I am in the process of building a fairly complex game in SpriteKit. Per Apple’s documentation (see Apple Developer Documentation) there are two main ways of handling events in a SpriteKit game.
One is to handle all user interaction from a single node, the main SKScene in my case. I attach gesture recognizers in the SKScene.didMove(to:) method and test for which nodes were interacted with, then trigger the appropriate event based on the node. This is the technique I am currently using because it seems to be what everyone recommends, based on online research.
The second approach involves attaching gesture recognizers on a node-by-node basis.
I am quickly running into a scale problem of handling all the events at the SKScene level (the first approach). Currently I am checking which nodes were touched using the name of the node, then triggering the appropriate event based on the touched node. This worked fine when I had around a dozen different nodes the user could interact with, but it is quickly getting out of control as I build out my game and add dozens and dozens of different nodes that are capable of being interacted with. This technique does not seem scalable at all.
I would like to start exploring attaching gesture recognizers to the individual nodes, but I cannot find a single example anywhere online of this technique. I have also purchased and read a book on SpriteKit, which only describes the former technique. Can anyone point me in the right direction, provide some code examples, or tell me where I might find information about how to better scale out a SpriteKit game, specifically in terms of event handling?
You can’t add gesture recognizers to SpriteKit nodes. You can add them only to views. That’s why every example you see adds gesture recognizers to SpriteKit scenes and not nodes.
If you want individual nodes to respond to player input, create a SKNode subclass and override the touch input methods, such as touchesMoved.
Hey thank you so much for the response and info. Your comments were incredibly helpful.
Even though I was vaguely aware of what you are saying (Apple clearly states that SKNode inherits from UIResponder so that you can override the pertinent touches methods), somehow it felt like I would be doing something wrong by using this methodology, because I was not able to find anyone (books, forums, online tutorials, etc) suggesting that this is how you should handle your user input events in a SpriteKit game.

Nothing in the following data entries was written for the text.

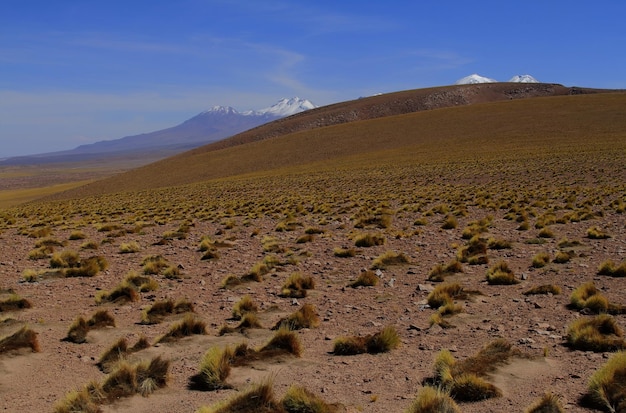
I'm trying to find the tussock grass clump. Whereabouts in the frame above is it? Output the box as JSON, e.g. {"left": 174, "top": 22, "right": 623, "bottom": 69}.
{"left": 142, "top": 255, "right": 169, "bottom": 274}
{"left": 333, "top": 326, "right": 399, "bottom": 355}
{"left": 371, "top": 250, "right": 410, "bottom": 269}
{"left": 426, "top": 282, "right": 478, "bottom": 328}
{"left": 569, "top": 282, "right": 626, "bottom": 315}
{"left": 333, "top": 247, "right": 355, "bottom": 258}
{"left": 427, "top": 283, "right": 465, "bottom": 309}
{"left": 163, "top": 265, "right": 182, "bottom": 279}
{"left": 119, "top": 241, "right": 141, "bottom": 253}
{"left": 441, "top": 215, "right": 458, "bottom": 229}
{"left": 259, "top": 328, "right": 303, "bottom": 357}
{"left": 95, "top": 271, "right": 157, "bottom": 304}
{"left": 240, "top": 259, "right": 275, "bottom": 282}
{"left": 354, "top": 232, "right": 386, "bottom": 247}
{"left": 65, "top": 310, "right": 115, "bottom": 343}
{"left": 220, "top": 274, "right": 243, "bottom": 289}
{"left": 189, "top": 346, "right": 234, "bottom": 391}
{"left": 557, "top": 237, "right": 581, "bottom": 248}
{"left": 0, "top": 326, "right": 40, "bottom": 354}
{"left": 135, "top": 356, "right": 170, "bottom": 396}
{"left": 272, "top": 303, "right": 320, "bottom": 330}
{"left": 524, "top": 392, "right": 565, "bottom": 413}
{"left": 28, "top": 246, "right": 54, "bottom": 260}
{"left": 598, "top": 260, "right": 626, "bottom": 277}
{"left": 100, "top": 356, "right": 169, "bottom": 401}
{"left": 405, "top": 386, "right": 460, "bottom": 413}
{"left": 231, "top": 295, "right": 257, "bottom": 320}
{"left": 296, "top": 234, "right": 315, "bottom": 244}
{"left": 219, "top": 313, "right": 263, "bottom": 335}
{"left": 50, "top": 250, "right": 81, "bottom": 268}
{"left": 532, "top": 252, "right": 551, "bottom": 268}
{"left": 64, "top": 255, "right": 108, "bottom": 277}
{"left": 196, "top": 380, "right": 283, "bottom": 413}
{"left": 0, "top": 294, "right": 32, "bottom": 312}
{"left": 428, "top": 260, "right": 463, "bottom": 282}
{"left": 156, "top": 314, "right": 207, "bottom": 343}
{"left": 97, "top": 337, "right": 129, "bottom": 372}
{"left": 354, "top": 212, "right": 392, "bottom": 229}
{"left": 585, "top": 351, "right": 626, "bottom": 413}
{"left": 95, "top": 282, "right": 139, "bottom": 304}
{"left": 587, "top": 226, "right": 611, "bottom": 239}
{"left": 553, "top": 250, "right": 574, "bottom": 264}
{"left": 456, "top": 235, "right": 487, "bottom": 264}
{"left": 28, "top": 226, "right": 52, "bottom": 238}
{"left": 69, "top": 230, "right": 86, "bottom": 240}
{"left": 65, "top": 317, "right": 89, "bottom": 344}
{"left": 97, "top": 223, "right": 122, "bottom": 233}
{"left": 201, "top": 249, "right": 221, "bottom": 260}
{"left": 282, "top": 385, "right": 338, "bottom": 413}
{"left": 487, "top": 237, "right": 512, "bottom": 250}
{"left": 485, "top": 261, "right": 518, "bottom": 285}
{"left": 431, "top": 339, "right": 520, "bottom": 402}
{"left": 262, "top": 236, "right": 285, "bottom": 253}
{"left": 141, "top": 299, "right": 194, "bottom": 324}
{"left": 280, "top": 272, "right": 315, "bottom": 298}
{"left": 124, "top": 271, "right": 159, "bottom": 292}
{"left": 348, "top": 270, "right": 379, "bottom": 288}
{"left": 449, "top": 374, "right": 502, "bottom": 402}
{"left": 461, "top": 216, "right": 492, "bottom": 239}
{"left": 523, "top": 284, "right": 562, "bottom": 296}
{"left": 53, "top": 387, "right": 102, "bottom": 413}
{"left": 566, "top": 314, "right": 626, "bottom": 352}
{"left": 538, "top": 227, "right": 555, "bottom": 238}
{"left": 97, "top": 336, "right": 151, "bottom": 372}
{"left": 80, "top": 241, "right": 99, "bottom": 250}
{"left": 196, "top": 380, "right": 340, "bottom": 413}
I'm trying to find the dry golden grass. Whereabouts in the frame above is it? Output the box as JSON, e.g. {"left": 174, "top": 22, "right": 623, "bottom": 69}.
{"left": 432, "top": 339, "right": 521, "bottom": 402}
{"left": 3, "top": 88, "right": 626, "bottom": 413}
{"left": 0, "top": 326, "right": 40, "bottom": 354}
{"left": 585, "top": 351, "right": 626, "bottom": 413}
{"left": 333, "top": 325, "right": 400, "bottom": 355}
{"left": 41, "top": 91, "right": 626, "bottom": 199}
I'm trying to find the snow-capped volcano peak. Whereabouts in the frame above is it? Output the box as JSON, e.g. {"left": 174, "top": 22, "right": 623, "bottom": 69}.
{"left": 455, "top": 74, "right": 497, "bottom": 85}
{"left": 247, "top": 97, "right": 317, "bottom": 117}
{"left": 508, "top": 74, "right": 539, "bottom": 83}
{"left": 203, "top": 105, "right": 239, "bottom": 115}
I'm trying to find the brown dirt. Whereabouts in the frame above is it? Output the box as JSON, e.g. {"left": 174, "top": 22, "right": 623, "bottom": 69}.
{"left": 1, "top": 201, "right": 625, "bottom": 412}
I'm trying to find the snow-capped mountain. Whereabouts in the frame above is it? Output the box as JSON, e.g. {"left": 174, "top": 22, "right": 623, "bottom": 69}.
{"left": 245, "top": 97, "right": 316, "bottom": 117}
{"left": 508, "top": 75, "right": 539, "bottom": 83}
{"left": 2, "top": 98, "right": 317, "bottom": 164}
{"left": 455, "top": 74, "right": 540, "bottom": 85}
{"left": 455, "top": 74, "right": 498, "bottom": 85}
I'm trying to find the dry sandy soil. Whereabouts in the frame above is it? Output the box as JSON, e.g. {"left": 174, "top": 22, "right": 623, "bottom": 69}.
{"left": 1, "top": 200, "right": 624, "bottom": 412}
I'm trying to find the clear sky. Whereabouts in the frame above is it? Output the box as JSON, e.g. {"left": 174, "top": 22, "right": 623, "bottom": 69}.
{"left": 1, "top": 1, "right": 625, "bottom": 158}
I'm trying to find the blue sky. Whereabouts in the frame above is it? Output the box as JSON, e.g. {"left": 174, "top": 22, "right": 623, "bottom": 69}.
{"left": 1, "top": 1, "right": 625, "bottom": 158}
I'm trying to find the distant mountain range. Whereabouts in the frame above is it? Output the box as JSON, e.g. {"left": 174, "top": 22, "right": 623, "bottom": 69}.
{"left": 455, "top": 74, "right": 539, "bottom": 85}
{"left": 1, "top": 97, "right": 316, "bottom": 165}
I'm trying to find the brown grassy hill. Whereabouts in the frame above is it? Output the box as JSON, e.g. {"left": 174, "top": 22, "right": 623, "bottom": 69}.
{"left": 46, "top": 84, "right": 623, "bottom": 201}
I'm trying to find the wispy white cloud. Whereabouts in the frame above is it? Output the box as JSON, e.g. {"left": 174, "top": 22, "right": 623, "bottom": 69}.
{"left": 407, "top": 49, "right": 474, "bottom": 70}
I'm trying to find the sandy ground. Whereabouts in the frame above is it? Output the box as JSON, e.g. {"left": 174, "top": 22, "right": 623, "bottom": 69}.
{"left": 0, "top": 203, "right": 625, "bottom": 412}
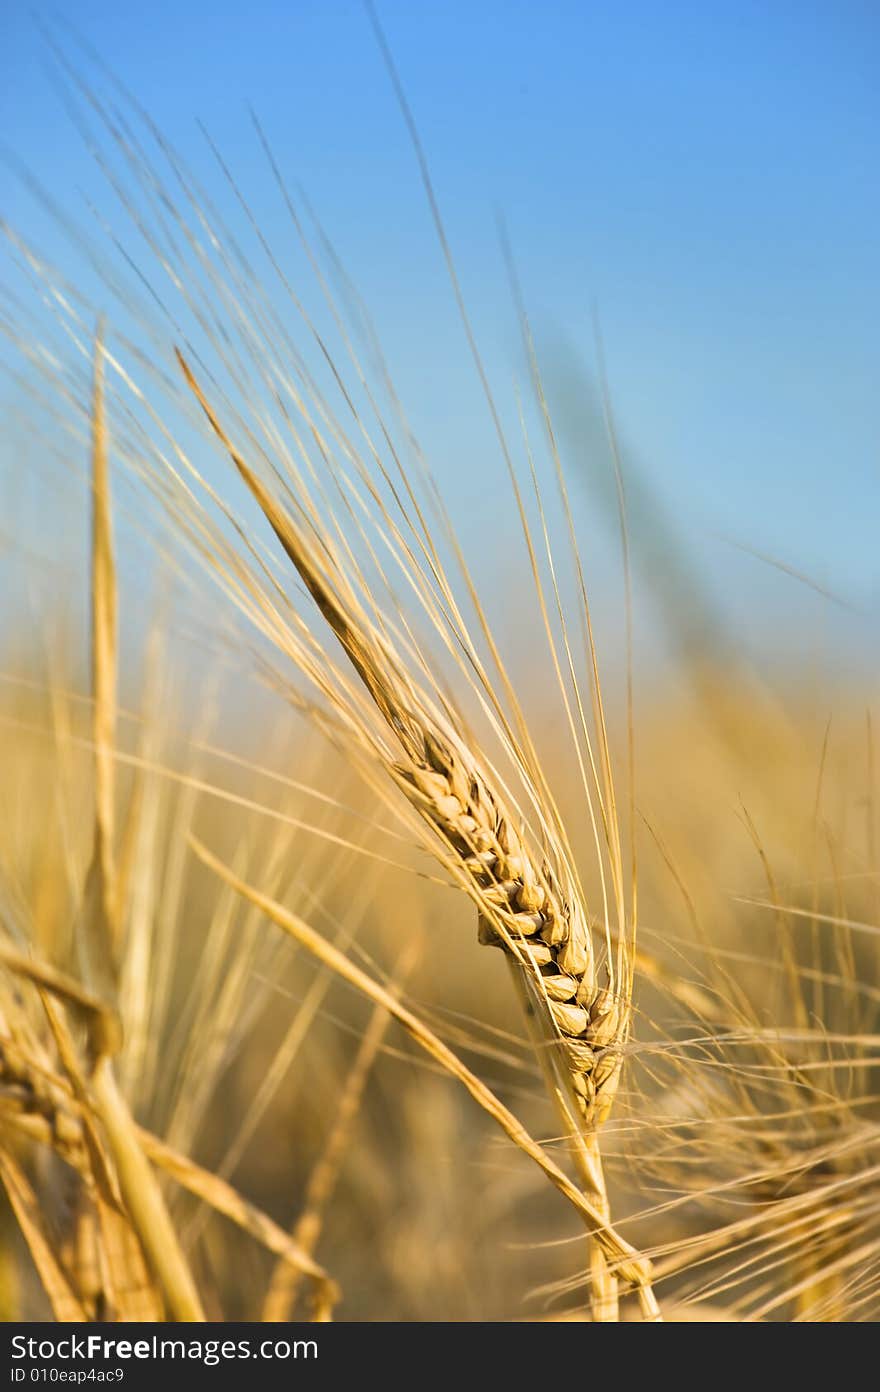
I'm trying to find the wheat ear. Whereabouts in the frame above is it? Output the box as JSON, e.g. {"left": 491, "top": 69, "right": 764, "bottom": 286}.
{"left": 177, "top": 349, "right": 629, "bottom": 1130}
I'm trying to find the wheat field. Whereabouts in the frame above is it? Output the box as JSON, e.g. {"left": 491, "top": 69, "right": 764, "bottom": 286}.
{"left": 1, "top": 22, "right": 878, "bottom": 1325}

I am in the process of implementing the touches methods for one of my SKNodes and will see if I can get it to work. I am running into an immediate problem that I have a SKTileMapNode that sits over top of (i.e. zPosition is higher) than some of my SKSpriteNodes that I want to be able to tap, and it appears that SpriteKit will swallow touch events even if the isUserInteractionEnabled = false of the higher node. Can you confirm that fact?

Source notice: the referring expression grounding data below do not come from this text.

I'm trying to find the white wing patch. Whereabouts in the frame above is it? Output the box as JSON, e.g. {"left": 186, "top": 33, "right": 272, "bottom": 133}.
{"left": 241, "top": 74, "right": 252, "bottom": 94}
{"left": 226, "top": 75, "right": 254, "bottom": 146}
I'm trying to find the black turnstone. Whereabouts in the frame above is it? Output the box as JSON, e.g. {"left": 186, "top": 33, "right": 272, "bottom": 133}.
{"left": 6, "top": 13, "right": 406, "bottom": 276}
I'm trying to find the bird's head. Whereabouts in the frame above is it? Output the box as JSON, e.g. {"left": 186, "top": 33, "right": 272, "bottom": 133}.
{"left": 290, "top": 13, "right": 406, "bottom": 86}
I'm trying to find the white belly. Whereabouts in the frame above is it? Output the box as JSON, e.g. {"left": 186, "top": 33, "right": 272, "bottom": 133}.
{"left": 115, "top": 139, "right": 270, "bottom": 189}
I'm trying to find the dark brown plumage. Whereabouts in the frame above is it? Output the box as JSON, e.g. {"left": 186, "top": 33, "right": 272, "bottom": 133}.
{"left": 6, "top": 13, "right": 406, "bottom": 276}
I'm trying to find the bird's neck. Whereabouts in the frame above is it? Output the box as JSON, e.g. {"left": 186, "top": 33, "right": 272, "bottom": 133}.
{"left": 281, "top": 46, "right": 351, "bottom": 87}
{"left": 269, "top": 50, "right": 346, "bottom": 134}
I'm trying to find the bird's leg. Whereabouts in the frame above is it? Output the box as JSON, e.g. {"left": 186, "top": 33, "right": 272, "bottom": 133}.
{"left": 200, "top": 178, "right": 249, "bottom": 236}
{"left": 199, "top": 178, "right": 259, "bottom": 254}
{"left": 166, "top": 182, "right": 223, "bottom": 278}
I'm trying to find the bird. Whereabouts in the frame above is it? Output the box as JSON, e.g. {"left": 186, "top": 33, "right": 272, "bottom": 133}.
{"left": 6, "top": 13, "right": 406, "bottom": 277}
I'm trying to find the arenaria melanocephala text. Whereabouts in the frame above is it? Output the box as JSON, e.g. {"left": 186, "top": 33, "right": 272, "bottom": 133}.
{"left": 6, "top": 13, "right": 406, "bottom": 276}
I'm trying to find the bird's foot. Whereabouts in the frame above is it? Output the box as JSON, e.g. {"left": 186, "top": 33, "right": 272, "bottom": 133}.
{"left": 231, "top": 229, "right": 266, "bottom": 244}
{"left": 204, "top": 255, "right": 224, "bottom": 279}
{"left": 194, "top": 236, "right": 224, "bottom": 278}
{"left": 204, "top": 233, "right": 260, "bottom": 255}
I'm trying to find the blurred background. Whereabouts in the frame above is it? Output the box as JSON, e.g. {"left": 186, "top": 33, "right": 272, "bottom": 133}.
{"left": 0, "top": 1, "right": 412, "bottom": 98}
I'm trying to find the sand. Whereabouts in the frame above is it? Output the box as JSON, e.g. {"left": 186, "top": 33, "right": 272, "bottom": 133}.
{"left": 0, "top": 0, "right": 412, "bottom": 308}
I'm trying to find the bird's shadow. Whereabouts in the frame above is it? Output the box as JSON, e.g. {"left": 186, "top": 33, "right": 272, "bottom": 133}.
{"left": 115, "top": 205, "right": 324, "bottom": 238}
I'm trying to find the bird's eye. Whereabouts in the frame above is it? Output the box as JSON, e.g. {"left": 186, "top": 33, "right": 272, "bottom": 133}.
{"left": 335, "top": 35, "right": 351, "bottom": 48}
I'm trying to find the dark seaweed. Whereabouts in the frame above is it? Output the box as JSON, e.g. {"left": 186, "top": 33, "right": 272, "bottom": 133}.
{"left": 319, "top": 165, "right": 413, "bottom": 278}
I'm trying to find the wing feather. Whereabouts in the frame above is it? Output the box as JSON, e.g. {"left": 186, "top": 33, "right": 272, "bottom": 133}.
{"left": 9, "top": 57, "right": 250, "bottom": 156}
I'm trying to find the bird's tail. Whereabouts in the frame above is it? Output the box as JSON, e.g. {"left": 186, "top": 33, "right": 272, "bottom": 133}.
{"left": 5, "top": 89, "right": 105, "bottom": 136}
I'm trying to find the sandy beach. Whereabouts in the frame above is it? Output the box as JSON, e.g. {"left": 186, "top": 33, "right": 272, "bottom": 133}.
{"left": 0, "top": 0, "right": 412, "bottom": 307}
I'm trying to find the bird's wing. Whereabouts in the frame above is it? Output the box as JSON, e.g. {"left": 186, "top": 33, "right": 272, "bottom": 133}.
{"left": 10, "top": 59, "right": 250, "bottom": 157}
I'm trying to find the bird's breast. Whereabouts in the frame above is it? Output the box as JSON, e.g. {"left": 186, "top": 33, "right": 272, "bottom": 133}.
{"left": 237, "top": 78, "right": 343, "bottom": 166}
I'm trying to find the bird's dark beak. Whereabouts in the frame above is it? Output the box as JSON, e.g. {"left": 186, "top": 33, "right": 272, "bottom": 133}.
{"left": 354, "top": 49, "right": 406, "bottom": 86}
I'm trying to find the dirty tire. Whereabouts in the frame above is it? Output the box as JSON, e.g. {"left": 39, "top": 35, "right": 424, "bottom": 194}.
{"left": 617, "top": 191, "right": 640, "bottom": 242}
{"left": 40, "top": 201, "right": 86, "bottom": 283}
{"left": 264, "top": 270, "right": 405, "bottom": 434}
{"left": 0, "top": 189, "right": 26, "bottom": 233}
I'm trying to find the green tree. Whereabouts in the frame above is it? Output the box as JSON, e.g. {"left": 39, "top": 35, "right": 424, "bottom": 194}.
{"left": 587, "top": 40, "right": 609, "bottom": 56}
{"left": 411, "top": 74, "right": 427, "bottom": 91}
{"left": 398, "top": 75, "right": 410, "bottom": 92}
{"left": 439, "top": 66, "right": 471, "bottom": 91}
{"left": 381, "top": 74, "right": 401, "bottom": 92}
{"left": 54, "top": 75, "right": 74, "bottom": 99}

Even if you create a SKNode subclass and override the touch methods, they will not fire if the node sits underneath another node? That appears to be what is happening (my touchesBegan is not firing in the SKNode subclass), but I’m not sure if this is due to the zPosition issue, or something else entirely.
I have not used SpriteKit’s tile nodes or done what you’re trying to do so I don’t have a definite answer. It wouldn’t surprise me that if another node was on top of the node you wanted to touch that it would prevent the touch event from firing. You can test the hypothesis by temporarily putting the sprite over the tile map and seeing if the touch event registers.
Good idea, thanks. I just tried it and sure enough, when I set the zPosition of my SKNode subclass to be higher than the (currently not filled with tiles and therefore transparent) SKTileMapNode, the touchesBegan does indeed fire in the SKNode subclass. But that is a separate issue that I’ll have to think through and potentially modify how I am adding my nodes. Thanks so much, you were an immense help.